Ho il privilegio di ascoltare i disagi e le fragilità del cuore altrui e mi rendo sempre più conto di quanto amare in maniera sana spaventi. Il rapporto tra i sessi è diventato sempre più farraginoso e complicato. C’è un oscillazione continua dall’evitamento dell’aggressione. Le donne evocano paura oppure diventano prede e oggetti sessuali.
Io non ho pozioni magiche, la lista dei no, dei sì e dei buoni propositi, ma so che la responsabilità è di tutti noi.
La colpa è di tutti noi
Quando vedo un bambino in pizzeria con i genitori che invece di parlare con lui, di farlo disegnare o mangiare la pizza, lo piazzano dinanzi a un gioco online o video di YouTube grazie al cellulare o all’iPad-babysitter, so bene che quella solitudine e ansia diffusa lo porteranno a vivere in una prigione ripetitiva fatta di Internet e pulsioni confuse e inespresse.
So bene che quale bambino imparerà il mutismo difensivo, la non decodifica delle emozioni, la compensazione di quello che prova o che non sa di provare.
Quando vedo un ragazzino che a soli dieci o dodici anni ha libero accesso al mare magnum di Internet, video porno inclusi, so bene che diventerà fragile e insicuro, e che penserà che la sessualità sia fatta di violenza, di forza, di mancanza di rispetto nei confronti della donna e di un pene gigantesco.

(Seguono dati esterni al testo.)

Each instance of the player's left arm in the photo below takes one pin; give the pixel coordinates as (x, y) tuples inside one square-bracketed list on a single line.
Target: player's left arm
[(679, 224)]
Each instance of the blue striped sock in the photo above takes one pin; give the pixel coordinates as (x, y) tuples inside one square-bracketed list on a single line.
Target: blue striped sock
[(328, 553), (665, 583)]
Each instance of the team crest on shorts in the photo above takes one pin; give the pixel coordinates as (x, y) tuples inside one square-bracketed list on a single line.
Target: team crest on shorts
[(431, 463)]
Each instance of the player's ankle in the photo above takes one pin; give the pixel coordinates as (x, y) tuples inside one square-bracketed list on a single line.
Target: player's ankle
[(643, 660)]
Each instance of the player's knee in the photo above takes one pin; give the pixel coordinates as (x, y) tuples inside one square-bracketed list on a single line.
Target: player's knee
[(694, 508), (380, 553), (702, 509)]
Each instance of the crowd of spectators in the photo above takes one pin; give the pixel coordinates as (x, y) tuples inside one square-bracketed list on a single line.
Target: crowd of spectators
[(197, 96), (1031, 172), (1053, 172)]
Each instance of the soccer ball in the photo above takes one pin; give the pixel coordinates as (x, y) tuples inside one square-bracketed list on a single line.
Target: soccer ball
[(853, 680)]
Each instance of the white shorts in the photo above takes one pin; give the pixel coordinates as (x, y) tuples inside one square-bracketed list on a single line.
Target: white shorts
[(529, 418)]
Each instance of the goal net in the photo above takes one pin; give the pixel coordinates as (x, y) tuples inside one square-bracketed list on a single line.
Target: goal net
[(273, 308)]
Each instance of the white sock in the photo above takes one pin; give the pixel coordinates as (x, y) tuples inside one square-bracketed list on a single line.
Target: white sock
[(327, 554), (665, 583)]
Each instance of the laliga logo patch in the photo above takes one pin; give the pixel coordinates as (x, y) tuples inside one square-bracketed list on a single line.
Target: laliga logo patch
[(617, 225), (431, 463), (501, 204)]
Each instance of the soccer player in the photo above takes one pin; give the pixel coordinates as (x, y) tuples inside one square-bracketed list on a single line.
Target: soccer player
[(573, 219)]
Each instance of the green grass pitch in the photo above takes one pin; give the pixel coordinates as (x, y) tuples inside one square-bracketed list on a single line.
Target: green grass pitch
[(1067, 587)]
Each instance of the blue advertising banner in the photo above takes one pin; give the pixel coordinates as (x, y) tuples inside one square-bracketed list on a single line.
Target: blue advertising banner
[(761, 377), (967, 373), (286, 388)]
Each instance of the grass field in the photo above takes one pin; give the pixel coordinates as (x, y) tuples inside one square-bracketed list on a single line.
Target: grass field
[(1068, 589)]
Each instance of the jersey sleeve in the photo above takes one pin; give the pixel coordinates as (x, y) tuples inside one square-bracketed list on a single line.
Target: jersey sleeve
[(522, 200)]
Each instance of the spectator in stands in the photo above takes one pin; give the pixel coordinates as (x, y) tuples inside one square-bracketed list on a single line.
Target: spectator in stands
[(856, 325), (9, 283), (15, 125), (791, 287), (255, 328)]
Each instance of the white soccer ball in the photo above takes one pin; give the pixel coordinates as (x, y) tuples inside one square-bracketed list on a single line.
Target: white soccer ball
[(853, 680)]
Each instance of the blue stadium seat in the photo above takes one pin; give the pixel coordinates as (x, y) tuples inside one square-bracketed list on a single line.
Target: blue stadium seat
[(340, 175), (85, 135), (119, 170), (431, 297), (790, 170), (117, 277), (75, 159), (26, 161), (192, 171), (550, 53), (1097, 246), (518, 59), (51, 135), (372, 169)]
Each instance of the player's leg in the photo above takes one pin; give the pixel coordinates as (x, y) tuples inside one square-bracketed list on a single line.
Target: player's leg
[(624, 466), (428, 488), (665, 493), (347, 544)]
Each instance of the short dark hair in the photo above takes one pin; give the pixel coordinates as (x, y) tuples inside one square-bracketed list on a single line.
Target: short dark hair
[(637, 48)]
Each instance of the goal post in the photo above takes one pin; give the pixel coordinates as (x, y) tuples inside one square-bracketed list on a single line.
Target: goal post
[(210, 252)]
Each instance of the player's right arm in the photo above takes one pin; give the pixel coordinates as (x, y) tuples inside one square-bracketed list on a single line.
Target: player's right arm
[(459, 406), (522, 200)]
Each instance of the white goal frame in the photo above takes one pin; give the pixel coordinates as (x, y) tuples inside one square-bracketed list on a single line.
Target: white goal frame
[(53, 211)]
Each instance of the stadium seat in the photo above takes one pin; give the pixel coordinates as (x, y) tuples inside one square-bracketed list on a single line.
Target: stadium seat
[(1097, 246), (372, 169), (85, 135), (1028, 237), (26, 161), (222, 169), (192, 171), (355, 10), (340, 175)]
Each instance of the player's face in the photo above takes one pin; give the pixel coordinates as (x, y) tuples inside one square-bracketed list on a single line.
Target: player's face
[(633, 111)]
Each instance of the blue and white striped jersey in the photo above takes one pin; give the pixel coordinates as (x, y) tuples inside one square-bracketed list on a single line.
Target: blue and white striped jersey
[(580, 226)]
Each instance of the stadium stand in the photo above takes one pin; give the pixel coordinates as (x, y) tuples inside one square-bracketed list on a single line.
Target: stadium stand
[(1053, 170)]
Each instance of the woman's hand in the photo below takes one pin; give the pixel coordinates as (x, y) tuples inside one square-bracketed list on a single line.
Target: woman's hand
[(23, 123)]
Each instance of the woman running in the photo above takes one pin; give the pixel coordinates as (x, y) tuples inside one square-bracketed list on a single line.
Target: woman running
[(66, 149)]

Un genitore che non diventa tale soltanto perché ha messo al mondo il proprio figlio ha un compito educativo di fondamentale importanza: per il bene del figlio e della società, dal quale non può e non deve esimersi. Se un figlio è in grado di stuprare una ragazza insieme ad un branco di altri adolescenti e di filmare quello che ha fatto è un ragazzo che ha già palesato un disagio profondissimo, i cui segni prodromici sarebbero dovuti essere riconosciuti.
Quindi, la caccia alle streghe è assolutamente inutile e miope e non porta a una visione univoca e globale della deriva valoriale e comportamentale a cui stiamo assistendo.
La responsabilità è di tutti noi, e dobbiamo farcene carico.